After the six-year-old daughter of Shirocco had won by almost five lengths, Dwan said of the 100/30 favourite: “She’s a good filly and she tries hard and she is progressive. The lads have a great job done with her. She will probably go on any ground. The 7lb rise didn’t stop her there anyway, so it is grand.”

McLoughlin yard hitting form at just the right time

EASTER is not far away and Dermot McLoughlin’s yard seems to be hitting form at just the right time. The Ratoath man sent out Ottoman Style to win the Powered By Bluegrass Novice Handicap Hurdle under Conor Maxwell following a ding-dong battle with Monbeg Park.

Maxwell said: “He jumped for fun and travelled. When I asked him, he lengthened up. I’d say he is still learning, he doesn’t have a lot of runs close together or a lot of handicap runs together but he is doing things right.

“You would hope there is a bit more improvement but sure time will tell. I think a bit of nicer ground the whole way around would suit him better. Today I thought with deeper ground I would hold onto him a bit longer. I stayed out wide because it was a little bit more dead. He stays two and a half really well.”

Arthur Moore’s Carraig Sam went off a strong 6/4 favourite for the Bluegrass Rated Novice Chase but he was well beaten once again, leaving The Greek and Chameron to battle it out in front.

It was the Gordon Elliott-trained The Greek who prevailed under a strong ride from Denis O’Regan. Despite hanging right after the last, The Greek held on for a length and a quarter victory over Chameron.
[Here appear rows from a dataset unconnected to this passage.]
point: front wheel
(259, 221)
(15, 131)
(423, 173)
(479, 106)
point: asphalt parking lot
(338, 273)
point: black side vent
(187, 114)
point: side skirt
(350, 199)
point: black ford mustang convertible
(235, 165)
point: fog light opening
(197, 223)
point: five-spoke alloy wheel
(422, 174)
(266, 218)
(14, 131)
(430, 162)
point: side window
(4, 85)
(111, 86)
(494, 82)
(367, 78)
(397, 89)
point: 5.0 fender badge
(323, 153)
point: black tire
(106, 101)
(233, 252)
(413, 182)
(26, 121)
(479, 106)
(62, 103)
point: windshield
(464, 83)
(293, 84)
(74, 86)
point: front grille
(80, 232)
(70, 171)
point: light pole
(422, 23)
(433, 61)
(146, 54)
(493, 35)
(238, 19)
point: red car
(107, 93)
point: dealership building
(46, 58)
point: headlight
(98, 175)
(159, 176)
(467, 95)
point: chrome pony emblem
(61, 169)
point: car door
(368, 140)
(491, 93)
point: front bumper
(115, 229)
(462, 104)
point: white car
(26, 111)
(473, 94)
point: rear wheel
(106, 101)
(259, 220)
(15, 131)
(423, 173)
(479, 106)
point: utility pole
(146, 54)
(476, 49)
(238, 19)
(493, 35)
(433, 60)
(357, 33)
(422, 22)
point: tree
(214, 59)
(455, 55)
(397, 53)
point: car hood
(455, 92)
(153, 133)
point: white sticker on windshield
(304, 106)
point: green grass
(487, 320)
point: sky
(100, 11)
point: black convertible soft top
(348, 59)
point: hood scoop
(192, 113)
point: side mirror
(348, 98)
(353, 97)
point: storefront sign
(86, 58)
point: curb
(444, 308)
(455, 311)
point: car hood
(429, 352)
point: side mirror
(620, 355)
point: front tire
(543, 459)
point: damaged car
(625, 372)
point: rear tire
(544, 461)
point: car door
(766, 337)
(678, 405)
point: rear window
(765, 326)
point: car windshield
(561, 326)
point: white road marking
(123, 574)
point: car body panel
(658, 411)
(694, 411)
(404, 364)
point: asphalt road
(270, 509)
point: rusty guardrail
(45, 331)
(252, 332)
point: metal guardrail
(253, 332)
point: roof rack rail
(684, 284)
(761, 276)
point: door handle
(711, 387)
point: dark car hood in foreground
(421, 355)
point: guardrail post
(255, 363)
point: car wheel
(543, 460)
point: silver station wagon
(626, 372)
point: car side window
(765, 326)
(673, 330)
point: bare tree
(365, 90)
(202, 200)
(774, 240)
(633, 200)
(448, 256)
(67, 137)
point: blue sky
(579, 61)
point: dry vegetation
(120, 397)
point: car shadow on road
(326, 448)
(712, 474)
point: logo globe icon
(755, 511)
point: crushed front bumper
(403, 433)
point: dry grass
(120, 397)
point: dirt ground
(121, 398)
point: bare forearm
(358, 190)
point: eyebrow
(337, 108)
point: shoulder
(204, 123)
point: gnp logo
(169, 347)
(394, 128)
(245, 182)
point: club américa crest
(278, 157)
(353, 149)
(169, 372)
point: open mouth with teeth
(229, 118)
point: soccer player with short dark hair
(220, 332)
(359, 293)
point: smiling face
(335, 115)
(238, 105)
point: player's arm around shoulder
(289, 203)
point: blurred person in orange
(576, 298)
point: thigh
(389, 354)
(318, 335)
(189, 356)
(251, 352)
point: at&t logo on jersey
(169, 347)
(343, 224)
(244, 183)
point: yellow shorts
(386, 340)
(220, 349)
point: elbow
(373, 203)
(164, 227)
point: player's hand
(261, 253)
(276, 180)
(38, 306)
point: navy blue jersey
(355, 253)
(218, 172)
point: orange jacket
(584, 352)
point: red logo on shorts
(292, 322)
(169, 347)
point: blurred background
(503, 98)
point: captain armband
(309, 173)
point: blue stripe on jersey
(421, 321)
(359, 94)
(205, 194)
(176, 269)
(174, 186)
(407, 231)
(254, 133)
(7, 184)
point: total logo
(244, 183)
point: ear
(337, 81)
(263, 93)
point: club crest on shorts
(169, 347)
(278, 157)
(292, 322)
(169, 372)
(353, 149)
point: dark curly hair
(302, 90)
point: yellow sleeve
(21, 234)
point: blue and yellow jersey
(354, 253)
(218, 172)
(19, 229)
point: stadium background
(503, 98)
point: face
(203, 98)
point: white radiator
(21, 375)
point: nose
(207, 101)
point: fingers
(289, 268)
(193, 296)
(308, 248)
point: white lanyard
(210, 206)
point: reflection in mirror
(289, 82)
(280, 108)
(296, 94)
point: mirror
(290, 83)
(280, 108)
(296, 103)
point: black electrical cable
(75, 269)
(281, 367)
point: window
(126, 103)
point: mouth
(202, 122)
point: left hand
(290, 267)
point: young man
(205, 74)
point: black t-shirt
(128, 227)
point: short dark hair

Assistant trainer Ian Amond said: “Denis let him stride on and he got to do his own thing a bit, so he was able to do what he wanted in front. He stayed at it well and will probably come on for it as he hadn’t run in a few months.

“His owners are all from up around here, I think most of them are in Cheltenham but they had a few stand-ins for today. It’s a pity they are not here, but I am sure they got a good kick out of it over there. He’ll be kept going now, he’s had a break. He could end up in Fairyhouse or Punchestown or somewhere like that.”